In his own analysis context was balanced with scrutiny, and there were always unexpected insights and new perspectives. His analytical judgements were sound because they were indeed supported by a wide knowledge and because they grew out of his love of the music itself. His writing was marked by humour, subtle evidence throughout of a man who viewed the world and his reactions to it unselfconsciously and with a sense of proportion; his work speaks with a voice that was very much his own. Convinced of the importance of a thorough working knowledge of the formal methods of analysis, he sounded a strong voice in opposition to the verbal excesses and the self-indulgence of the New Musicology while maintaining a sincere regard for those aspects of it that he felt had something solid to add to the knowledge of music and what makes it work.
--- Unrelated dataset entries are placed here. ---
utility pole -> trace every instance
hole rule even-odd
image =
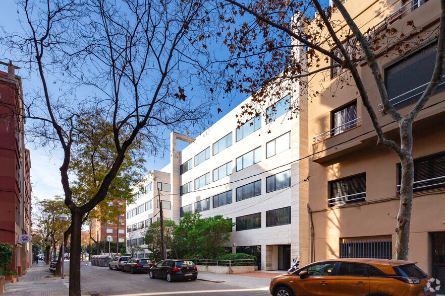
[[[159,197],[159,213],[160,215],[161,224],[161,258],[162,260],[167,259],[167,254],[165,254],[165,244],[164,241],[164,219],[162,214],[162,202],[160,200],[160,191],[157,189],[157,196]]]

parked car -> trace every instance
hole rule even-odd
[[[117,256],[112,259],[108,266],[110,269],[119,270],[122,268],[122,264],[126,262],[128,259],[131,259],[131,256]]]
[[[122,272],[130,271],[131,273],[149,271],[153,264],[149,259],[131,258],[122,265]]]
[[[195,280],[198,269],[189,259],[168,259],[153,265],[150,270],[150,278],[161,277],[171,282],[177,279]]]
[[[416,262],[376,259],[318,261],[272,278],[274,296],[430,295],[428,275]]]

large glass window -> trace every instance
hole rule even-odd
[[[195,212],[199,213],[210,209],[210,197],[195,203]]]
[[[195,179],[195,190],[210,184],[210,172]]]
[[[195,156],[195,166],[202,164],[210,158],[210,147],[207,147]]]
[[[266,158],[281,153],[291,147],[291,132],[287,132],[266,144]]]
[[[213,143],[213,155],[216,155],[228,147],[232,146],[232,133]]]
[[[261,146],[237,159],[237,172],[261,161]]]
[[[191,214],[193,213],[193,204],[190,204],[181,208],[181,216],[184,217],[186,214]]]
[[[157,182],[157,189],[161,191],[170,192],[170,184],[166,183]]]
[[[282,207],[266,212],[266,227],[291,224],[291,207]]]
[[[193,167],[192,163],[192,159],[189,159],[183,164],[181,165],[181,174],[182,175],[186,172],[190,171]]]
[[[236,218],[236,231],[261,228],[261,213],[256,213]]]
[[[266,109],[266,122],[268,123],[286,114],[291,106],[291,97],[289,95]]]
[[[250,198],[261,194],[261,180],[258,180],[237,188],[237,201]]]
[[[213,182],[232,175],[232,162],[222,165],[217,169],[213,170]]]
[[[434,71],[436,45],[434,43],[421,48],[385,68],[385,85],[394,108],[401,108],[420,98]],[[445,90],[444,75],[445,69],[434,93]]]
[[[360,174],[329,182],[329,206],[341,205],[366,199],[366,174]]]
[[[186,193],[188,193],[189,192],[191,192],[192,190],[193,190],[192,188],[193,186],[193,182],[191,181],[185,185],[183,185],[181,186],[181,195],[183,195],[185,194]]]
[[[270,192],[291,186],[291,171],[285,171],[266,178],[266,192]]]
[[[213,196],[213,208],[232,203],[232,190]]]
[[[237,141],[245,138],[261,127],[261,116],[254,117],[243,124],[239,128],[237,128]]]

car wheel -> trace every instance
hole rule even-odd
[[[292,296],[293,294],[287,287],[279,287],[275,290],[275,296]]]

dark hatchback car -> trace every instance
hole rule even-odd
[[[161,277],[171,282],[177,279],[195,280],[198,269],[189,259],[168,259],[159,261],[150,270],[150,278]]]
[[[132,258],[122,264],[122,272],[130,271],[131,273],[149,271],[153,264],[147,259]]]

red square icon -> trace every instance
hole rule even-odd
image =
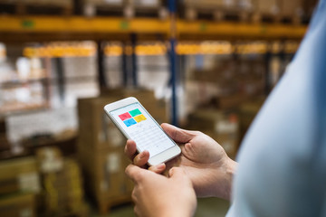
[[[129,113],[126,112],[126,113],[120,115],[119,118],[120,118],[121,120],[125,120],[125,119],[130,118],[131,116]]]

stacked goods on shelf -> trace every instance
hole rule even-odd
[[[152,47],[155,46],[155,44],[150,45],[153,45]],[[141,46],[147,47],[146,44],[139,45],[139,51],[141,50]],[[149,90],[154,90],[155,95],[158,99],[167,97],[167,89],[170,79],[169,63],[167,54],[165,52],[154,55],[138,54],[137,67],[138,85]]]
[[[298,24],[303,15],[302,0],[253,0],[254,21],[290,20]]]
[[[2,161],[0,164],[0,194],[40,192],[39,174],[34,157]]]
[[[28,138],[34,140],[30,144],[35,146],[42,145],[43,141],[55,143],[72,137],[78,127],[76,108],[65,107],[11,115],[5,121],[8,139],[13,144]],[[69,136],[65,136],[67,132],[71,132]]]
[[[302,0],[280,1],[280,14],[283,19],[300,24],[303,16]]]
[[[1,0],[0,5],[0,11],[11,14],[71,14],[72,0]]]
[[[84,0],[84,14],[87,16],[110,15],[167,17],[162,0]],[[164,17],[163,17],[164,16]]]
[[[197,109],[189,114],[187,128],[199,130],[220,144],[230,157],[235,157],[239,143],[237,114],[216,109]]]
[[[210,14],[211,18],[221,20],[224,18],[242,19],[240,16],[239,4],[235,0],[183,0],[180,8],[185,9],[185,17],[189,20],[196,20],[201,14]],[[241,5],[241,4],[240,4]],[[242,7],[244,9],[244,7]],[[244,10],[245,11],[245,10]]]
[[[34,195],[22,193],[0,197],[0,212],[5,217],[35,217]]]
[[[309,21],[312,17],[318,2],[318,0],[303,0],[302,8],[307,21]]]
[[[245,132],[263,106],[264,99],[264,98],[256,99],[241,105],[239,109],[241,139],[244,137]]]
[[[66,106],[77,106],[77,99],[98,96],[96,57],[62,58]]]
[[[10,144],[6,137],[5,121],[0,117],[0,158],[3,152],[10,150]]]
[[[36,160],[24,157],[0,164],[0,213],[2,216],[36,216],[40,193]]]
[[[63,158],[55,147],[40,148],[36,156],[43,186],[43,216],[88,216],[77,162]]]
[[[124,0],[83,0],[83,14],[86,16],[107,15],[122,16]]]
[[[260,56],[197,55],[204,61],[188,69],[186,83],[187,111],[197,107],[237,108],[248,99],[264,94],[264,60]],[[190,60],[193,57],[188,57]]]
[[[87,190],[101,212],[130,201],[132,184],[124,174],[129,164],[123,152],[126,138],[103,110],[106,104],[129,96],[139,99],[154,118],[166,119],[164,104],[149,90],[106,90],[100,98],[79,100],[78,156]]]
[[[48,106],[47,78],[40,59],[18,58],[16,70],[0,65],[0,113],[43,108]]]
[[[124,175],[125,138],[103,111],[117,97],[79,100],[78,156],[85,176],[86,191],[105,213],[111,206],[130,201],[131,184]]]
Latterly his interest was focused especially on symmetries in the works of Wagner, Strauss, Mahler and Bruckner
the augmented triad, the French sixth and tritonal relationships, and the significance of such constructs in the music of these composers and on the meanings attached to pitch-specific references. At the time of his death he was working on books on Berg, Elgar (this began as a book on Falstaff, but was becoming something much more all-encompassing), Mahler (the Fourth Symphony and the Scherzo of the Sixth) and Tchaikovsky’s Pathétique Symphony, and articles on Bruckner (the Adagio of the Ninth Symphony), Busoni, Britten (Death in Venice), Ravel (Chansons madécasses), Tales of Hoffmann and the Kyrie from the B minor Mass. In the ‘bottom drawer’ were works on the Russians Rachmaninov and Stravinsky and on the English composers Holloway and Knussen. Surely the greatest loss was a major book on Wagner’s last seven operas (Fullness of Harmony: Wagner Seen from the End of the Twentieth Century) which had occupied him for many years.